The Don

02.06.2012

MUSIC

“Soul Train was a runway, a discotheque and a temple.” – Ray Bangs

This isn’t a dirge. It’s a love poem. Even more than to Don Cornelius himself, it’s a love poem to Soul Train because without it there would be a sad gap for us about what Black America looked and felt like in the ’70s. I’ve often said that I think Black people were most beautiful in the ’70s; and Soul Train has much to do with that impression. There was an unbound magnificence on display that I haven’t seen since.

When I think of Black America in the 1970s, I think of a boxer. The face of a fighter after a hard fight it looks battered but it also looks innocent and relieved. Something softens in the eyes, even when they’re swollen. The newsreel of the ’60s is pockmarked with bullets and shrapnel. Leaders from Medgar to Malcolm to Martin had been left dead in the streets. The inner city had been decimated by riots. America’s youth was being sent off to kill and be killed in Vietnam. Though legislation had been passed outlawing it, separate and unequal was still the law of the land. The Civil Rights Movement was giving way to that precious jumble of ideologies called the Black Power Movement as the most forceful representation and expression of Blackness in the public’s imagination. The house of the nation was moaning as gale force winds blew through its corridors, blowing open doors in the middle of the night, shattering windows. A tornado, with Black people standing smack dab in the middle of it.

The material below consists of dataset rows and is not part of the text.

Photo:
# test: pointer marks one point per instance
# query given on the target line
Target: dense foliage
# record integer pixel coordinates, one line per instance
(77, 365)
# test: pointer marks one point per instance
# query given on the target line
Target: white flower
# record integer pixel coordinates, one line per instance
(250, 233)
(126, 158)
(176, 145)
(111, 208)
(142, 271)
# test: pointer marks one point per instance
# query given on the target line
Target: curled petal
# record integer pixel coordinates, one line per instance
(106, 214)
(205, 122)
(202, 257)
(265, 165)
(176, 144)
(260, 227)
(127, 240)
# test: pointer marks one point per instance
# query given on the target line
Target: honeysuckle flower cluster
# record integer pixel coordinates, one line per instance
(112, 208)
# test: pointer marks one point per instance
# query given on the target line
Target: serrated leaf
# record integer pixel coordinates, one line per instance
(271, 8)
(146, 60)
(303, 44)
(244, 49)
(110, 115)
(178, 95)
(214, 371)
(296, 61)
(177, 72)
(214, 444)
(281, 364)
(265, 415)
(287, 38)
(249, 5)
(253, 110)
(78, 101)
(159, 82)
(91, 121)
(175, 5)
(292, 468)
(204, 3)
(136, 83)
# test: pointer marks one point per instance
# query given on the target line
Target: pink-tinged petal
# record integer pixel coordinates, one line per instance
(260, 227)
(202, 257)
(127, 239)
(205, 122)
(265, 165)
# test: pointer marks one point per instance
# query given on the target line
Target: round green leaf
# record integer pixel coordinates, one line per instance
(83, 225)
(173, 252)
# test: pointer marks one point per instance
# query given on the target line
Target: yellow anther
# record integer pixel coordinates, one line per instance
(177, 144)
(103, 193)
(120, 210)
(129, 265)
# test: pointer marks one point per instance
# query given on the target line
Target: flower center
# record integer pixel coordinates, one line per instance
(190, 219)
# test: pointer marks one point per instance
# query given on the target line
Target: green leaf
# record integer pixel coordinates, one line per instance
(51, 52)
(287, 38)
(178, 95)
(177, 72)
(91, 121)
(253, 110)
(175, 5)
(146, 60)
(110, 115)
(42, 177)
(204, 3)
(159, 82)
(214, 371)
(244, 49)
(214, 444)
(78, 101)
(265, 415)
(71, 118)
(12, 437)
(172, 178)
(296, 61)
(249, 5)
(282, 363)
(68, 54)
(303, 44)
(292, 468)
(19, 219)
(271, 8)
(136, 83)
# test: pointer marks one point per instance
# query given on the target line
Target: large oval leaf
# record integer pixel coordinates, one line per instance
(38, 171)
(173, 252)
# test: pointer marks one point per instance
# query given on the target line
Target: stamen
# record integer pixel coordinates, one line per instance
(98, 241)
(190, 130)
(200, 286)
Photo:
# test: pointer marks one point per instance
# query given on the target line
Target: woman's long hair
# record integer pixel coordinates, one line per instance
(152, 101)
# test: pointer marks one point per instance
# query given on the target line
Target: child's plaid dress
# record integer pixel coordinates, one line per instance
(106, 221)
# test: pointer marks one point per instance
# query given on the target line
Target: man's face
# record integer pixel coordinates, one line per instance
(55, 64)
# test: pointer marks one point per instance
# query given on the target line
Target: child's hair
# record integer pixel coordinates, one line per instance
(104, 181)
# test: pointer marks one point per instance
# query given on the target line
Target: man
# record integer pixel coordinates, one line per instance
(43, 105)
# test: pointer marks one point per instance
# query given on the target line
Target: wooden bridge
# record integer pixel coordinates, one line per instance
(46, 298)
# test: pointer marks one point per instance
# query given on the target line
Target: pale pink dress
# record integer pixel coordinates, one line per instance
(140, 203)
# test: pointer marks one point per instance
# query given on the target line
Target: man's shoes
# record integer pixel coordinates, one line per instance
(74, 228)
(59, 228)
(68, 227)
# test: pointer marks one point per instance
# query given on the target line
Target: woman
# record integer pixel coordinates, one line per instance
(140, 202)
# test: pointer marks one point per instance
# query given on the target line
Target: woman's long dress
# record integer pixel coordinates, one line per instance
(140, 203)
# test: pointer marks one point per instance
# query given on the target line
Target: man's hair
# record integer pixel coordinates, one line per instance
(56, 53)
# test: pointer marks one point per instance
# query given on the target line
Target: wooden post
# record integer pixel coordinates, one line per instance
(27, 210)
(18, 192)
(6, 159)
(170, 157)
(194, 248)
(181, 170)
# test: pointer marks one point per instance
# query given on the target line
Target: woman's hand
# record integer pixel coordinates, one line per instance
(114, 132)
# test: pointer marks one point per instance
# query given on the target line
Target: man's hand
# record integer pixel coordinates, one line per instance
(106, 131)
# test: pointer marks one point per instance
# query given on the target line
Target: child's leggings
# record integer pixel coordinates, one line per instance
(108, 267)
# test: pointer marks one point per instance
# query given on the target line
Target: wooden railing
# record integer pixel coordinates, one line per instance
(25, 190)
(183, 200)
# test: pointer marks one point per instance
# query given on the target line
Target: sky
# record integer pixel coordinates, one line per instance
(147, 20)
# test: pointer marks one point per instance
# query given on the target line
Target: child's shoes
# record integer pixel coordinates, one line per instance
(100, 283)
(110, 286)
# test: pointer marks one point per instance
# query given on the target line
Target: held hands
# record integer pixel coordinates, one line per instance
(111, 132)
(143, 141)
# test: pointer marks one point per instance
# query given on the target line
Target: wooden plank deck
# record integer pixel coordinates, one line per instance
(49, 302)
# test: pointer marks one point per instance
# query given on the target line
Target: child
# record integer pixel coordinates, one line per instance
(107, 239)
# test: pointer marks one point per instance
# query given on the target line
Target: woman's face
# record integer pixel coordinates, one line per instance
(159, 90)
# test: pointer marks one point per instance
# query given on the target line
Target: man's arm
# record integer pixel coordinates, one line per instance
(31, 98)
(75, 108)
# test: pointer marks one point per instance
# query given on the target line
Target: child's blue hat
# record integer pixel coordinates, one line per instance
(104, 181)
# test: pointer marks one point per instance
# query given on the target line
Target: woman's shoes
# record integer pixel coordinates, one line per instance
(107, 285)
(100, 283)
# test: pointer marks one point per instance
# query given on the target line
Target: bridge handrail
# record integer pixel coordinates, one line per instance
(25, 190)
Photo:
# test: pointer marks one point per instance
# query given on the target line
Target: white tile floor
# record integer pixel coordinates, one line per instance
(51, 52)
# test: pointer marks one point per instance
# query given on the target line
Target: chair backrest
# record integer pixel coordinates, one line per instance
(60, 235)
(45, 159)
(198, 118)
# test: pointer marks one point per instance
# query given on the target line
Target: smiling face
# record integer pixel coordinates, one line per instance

1971: Enter Soul Train. There it was on television, helmed by the man who appeared to be the coolest human being on the planet. Uncle-like baritone. Mic casually in hand. Threads on point. And rocking an Afro -that symbol of “Black Is Beautiful” – harder than anybody this side of the Jackson 5. On the entertainment front Soul Train, along with “Blaxploitation” and a new wave of socially conscious music, was the embodiment of the Black Power ethos: All Black Everything. It was not American Bandstand. The agenda was much deeper. Soul Train bare-knuckled the beast of limitations and Black exclusion from the national stage by doing for self. Suddenly there was a world of color, a rambunctious explosion, like that moment when Dorothy lands on the Witch and in Oz. Funky and raw compared to Kansas.

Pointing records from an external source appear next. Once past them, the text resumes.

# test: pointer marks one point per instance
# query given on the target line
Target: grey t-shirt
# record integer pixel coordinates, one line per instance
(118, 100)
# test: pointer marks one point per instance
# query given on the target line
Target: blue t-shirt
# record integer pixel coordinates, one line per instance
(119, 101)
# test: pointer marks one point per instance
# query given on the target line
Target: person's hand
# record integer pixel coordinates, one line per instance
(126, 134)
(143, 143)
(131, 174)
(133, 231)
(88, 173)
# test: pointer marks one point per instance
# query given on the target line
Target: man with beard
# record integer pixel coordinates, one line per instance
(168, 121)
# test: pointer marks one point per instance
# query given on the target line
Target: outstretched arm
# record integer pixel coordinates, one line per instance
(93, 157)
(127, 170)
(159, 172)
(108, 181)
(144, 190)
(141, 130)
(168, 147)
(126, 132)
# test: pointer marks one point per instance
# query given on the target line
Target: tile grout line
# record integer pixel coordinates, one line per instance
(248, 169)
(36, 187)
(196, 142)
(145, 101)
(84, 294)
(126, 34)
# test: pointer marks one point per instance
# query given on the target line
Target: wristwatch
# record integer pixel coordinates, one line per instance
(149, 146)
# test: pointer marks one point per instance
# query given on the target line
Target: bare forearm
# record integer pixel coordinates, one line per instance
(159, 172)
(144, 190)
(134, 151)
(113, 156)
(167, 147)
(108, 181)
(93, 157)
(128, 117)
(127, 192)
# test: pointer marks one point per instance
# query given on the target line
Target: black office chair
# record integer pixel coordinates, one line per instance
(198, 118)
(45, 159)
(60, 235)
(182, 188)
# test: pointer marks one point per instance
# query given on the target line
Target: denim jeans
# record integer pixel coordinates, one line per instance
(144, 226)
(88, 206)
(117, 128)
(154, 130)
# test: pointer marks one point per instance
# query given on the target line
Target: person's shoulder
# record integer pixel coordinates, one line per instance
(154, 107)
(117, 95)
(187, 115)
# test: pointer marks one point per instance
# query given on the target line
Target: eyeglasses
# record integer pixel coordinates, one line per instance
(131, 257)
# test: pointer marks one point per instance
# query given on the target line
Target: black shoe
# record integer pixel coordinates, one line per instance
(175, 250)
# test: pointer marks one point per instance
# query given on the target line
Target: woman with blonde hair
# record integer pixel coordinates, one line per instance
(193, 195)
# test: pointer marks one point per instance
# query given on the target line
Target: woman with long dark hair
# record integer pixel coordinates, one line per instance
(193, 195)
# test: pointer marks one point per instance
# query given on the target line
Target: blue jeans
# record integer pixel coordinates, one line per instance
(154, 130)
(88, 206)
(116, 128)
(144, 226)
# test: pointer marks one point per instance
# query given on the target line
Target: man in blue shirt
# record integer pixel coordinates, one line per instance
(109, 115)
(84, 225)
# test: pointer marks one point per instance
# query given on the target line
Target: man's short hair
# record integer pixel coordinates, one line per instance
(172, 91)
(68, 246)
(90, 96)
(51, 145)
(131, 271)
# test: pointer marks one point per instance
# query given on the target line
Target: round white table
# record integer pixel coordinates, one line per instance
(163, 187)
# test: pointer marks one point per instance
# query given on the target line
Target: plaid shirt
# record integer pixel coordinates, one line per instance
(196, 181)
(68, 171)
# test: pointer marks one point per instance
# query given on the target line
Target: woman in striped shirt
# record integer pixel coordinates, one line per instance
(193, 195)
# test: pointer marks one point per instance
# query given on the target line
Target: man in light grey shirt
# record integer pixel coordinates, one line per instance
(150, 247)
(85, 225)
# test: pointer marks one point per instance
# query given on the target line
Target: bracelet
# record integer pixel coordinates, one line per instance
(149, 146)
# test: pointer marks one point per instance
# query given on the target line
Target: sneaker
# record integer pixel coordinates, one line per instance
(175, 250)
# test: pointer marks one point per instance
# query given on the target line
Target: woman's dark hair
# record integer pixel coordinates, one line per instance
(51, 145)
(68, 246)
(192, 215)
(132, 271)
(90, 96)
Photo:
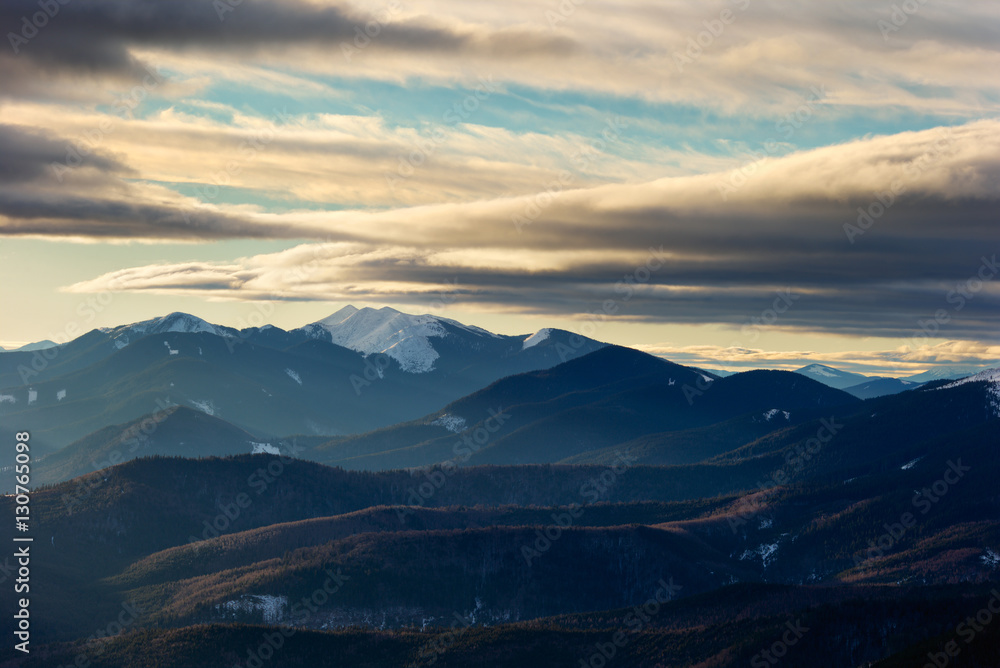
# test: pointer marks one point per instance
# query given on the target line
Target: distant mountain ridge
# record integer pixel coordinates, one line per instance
(267, 381)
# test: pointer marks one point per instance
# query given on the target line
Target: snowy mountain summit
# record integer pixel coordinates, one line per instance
(174, 322)
(403, 337)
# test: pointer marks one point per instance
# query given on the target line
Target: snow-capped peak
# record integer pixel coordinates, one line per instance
(821, 370)
(174, 322)
(403, 337)
(536, 338)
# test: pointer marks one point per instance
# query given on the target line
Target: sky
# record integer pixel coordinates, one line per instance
(732, 184)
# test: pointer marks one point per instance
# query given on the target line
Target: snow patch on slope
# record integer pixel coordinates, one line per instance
(536, 338)
(452, 423)
(264, 449)
(175, 322)
(990, 376)
(205, 406)
(272, 608)
(766, 552)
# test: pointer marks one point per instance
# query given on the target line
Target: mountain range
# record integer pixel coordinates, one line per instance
(468, 499)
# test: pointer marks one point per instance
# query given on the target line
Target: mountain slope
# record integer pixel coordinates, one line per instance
(177, 431)
(263, 380)
(831, 376)
(595, 403)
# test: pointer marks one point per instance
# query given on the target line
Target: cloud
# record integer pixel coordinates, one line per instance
(903, 361)
(680, 250)
(940, 61)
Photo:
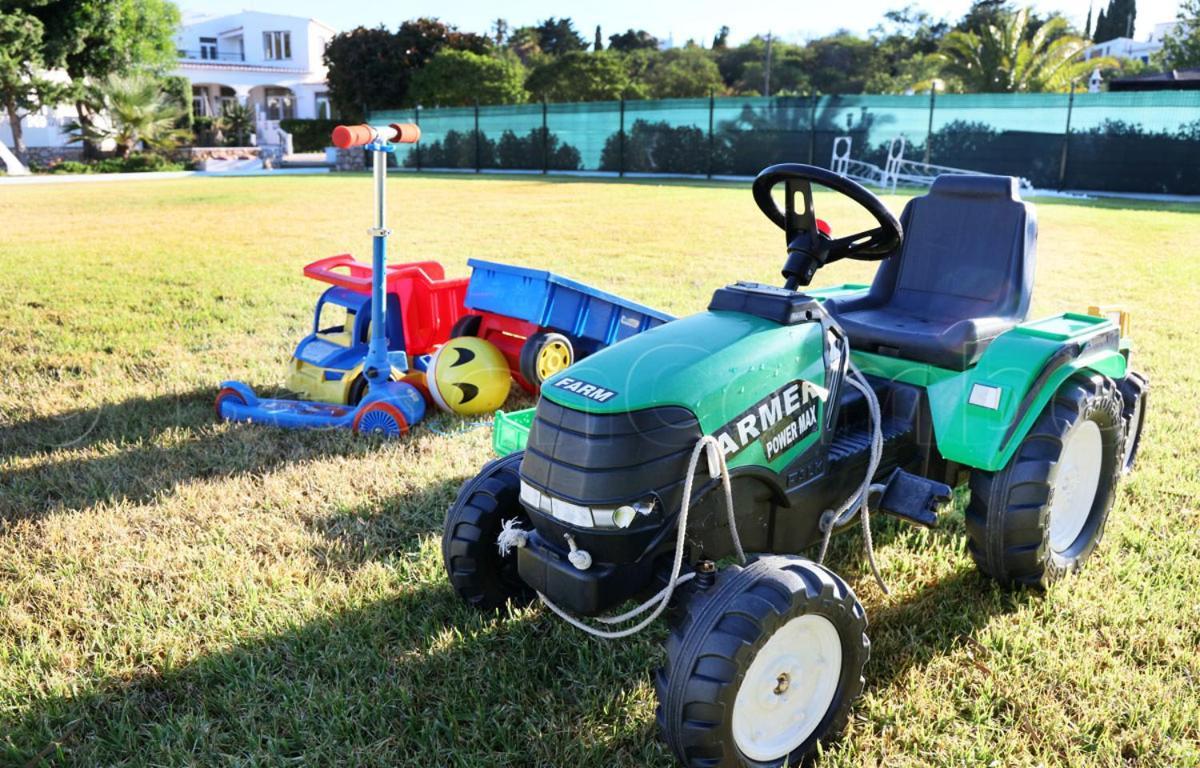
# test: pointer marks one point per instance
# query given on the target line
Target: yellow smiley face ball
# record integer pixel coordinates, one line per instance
(468, 376)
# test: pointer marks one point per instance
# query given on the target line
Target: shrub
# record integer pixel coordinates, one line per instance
(70, 166)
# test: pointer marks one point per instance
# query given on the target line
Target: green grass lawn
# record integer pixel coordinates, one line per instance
(175, 591)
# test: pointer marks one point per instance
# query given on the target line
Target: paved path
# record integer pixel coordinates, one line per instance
(88, 178)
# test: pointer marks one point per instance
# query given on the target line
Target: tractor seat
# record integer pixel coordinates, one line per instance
(963, 275)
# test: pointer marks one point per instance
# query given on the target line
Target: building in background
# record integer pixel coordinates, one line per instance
(270, 63)
(1131, 48)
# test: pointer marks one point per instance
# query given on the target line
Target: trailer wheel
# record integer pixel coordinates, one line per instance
(1044, 513)
(544, 354)
(466, 325)
(478, 571)
(1134, 397)
(762, 666)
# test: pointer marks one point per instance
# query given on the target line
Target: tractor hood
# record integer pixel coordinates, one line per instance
(723, 366)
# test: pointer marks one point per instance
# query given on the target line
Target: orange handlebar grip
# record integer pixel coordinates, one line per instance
(406, 132)
(347, 136)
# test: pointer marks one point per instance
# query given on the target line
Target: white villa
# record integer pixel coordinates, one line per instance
(269, 61)
(1131, 48)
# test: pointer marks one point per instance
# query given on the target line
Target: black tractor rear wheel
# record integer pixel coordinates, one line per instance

The ghost of Frederick Douglass might even appear during a commercial break to lecture us on the importance of keeping our hair right with Afro Sheen.. A kaleidoscope of Black music and style that didn’t rely on the eyes or approval of White America. Up until that moment Black performers on television were made acutely aware that they were there to be consumed by a White audience who, in some ways, feared them. (Remember it was April, 1968 -several days after the assassination of MLK- that Petula Clark touched the arm of Harry Belafonte on her TV special and caused a national uproar about “interracial contact.”) So Black performers on television were either excluded, “sanitized” or expected to act out a prefabricated, safe version of Blackness – the impulse at the heart of minstrelsy. (Why do you think Miles Davis turned his back on the audience? Hint: it wasn’t just to be mean.)

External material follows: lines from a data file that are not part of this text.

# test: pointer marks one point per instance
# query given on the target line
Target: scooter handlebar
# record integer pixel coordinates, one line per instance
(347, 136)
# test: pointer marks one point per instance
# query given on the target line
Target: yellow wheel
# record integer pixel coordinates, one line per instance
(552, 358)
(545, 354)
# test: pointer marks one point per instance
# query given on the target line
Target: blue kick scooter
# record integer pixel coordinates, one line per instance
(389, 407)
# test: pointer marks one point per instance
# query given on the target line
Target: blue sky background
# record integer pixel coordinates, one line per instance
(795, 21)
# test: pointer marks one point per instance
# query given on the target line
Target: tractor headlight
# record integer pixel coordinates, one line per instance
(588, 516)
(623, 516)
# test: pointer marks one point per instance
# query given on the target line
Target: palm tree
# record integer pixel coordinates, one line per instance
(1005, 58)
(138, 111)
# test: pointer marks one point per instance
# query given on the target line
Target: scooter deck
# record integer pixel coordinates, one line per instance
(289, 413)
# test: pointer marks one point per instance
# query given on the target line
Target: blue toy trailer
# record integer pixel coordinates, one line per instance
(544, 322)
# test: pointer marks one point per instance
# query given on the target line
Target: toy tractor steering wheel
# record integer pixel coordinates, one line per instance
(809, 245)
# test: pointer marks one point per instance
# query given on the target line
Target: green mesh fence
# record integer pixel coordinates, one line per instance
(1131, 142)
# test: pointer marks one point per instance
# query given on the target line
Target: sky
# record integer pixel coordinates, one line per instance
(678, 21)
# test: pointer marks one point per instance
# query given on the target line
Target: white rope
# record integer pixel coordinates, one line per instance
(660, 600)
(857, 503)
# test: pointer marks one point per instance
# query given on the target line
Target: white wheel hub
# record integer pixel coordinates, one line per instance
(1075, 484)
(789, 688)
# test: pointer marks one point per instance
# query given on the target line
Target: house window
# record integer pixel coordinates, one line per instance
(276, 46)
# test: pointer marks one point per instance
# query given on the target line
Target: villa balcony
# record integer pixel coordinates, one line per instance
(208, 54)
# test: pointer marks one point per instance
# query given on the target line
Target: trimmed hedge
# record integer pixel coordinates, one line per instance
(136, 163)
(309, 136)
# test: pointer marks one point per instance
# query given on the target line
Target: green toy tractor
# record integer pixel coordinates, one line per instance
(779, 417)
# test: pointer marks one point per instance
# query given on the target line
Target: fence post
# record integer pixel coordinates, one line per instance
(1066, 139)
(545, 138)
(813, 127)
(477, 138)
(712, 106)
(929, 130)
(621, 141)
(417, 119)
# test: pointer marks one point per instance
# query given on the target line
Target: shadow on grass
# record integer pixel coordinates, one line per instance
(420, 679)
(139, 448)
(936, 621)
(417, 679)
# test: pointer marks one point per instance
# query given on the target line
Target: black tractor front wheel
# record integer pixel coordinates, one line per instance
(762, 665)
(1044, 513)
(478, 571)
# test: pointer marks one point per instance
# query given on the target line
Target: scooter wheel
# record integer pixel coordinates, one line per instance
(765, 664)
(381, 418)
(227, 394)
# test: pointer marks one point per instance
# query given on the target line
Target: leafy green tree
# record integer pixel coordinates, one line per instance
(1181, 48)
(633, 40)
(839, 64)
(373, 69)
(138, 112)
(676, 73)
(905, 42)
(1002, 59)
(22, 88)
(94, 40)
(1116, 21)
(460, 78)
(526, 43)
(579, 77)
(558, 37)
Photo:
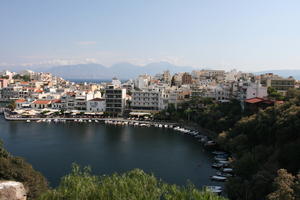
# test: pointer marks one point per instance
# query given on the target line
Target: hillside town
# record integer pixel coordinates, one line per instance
(31, 93)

Don Cornelius wasn’t having the limitations placed on Black expression. He pulled the strings that he had collected as a DJ and television personality in Chicago and offered up Soul Train, his lovechild, a new vision of where Black people could fit into the spectrum of entertainment. He put Black people in the spotlight and allowed them the freedom to radiate and reflect light on their own terms. Soul Train wasn’t just people singin’ and dancin’. It was euphoria. It was Utopia for an hour on Saturday. A call to prayer. Church, where bell bottoms were the church bells and The Don was the preacher.

Much love, peace and soul to Don Cornelius and to the musicians and dancers who appeared on Soul Train. Thank you for that manifestation of power and joy.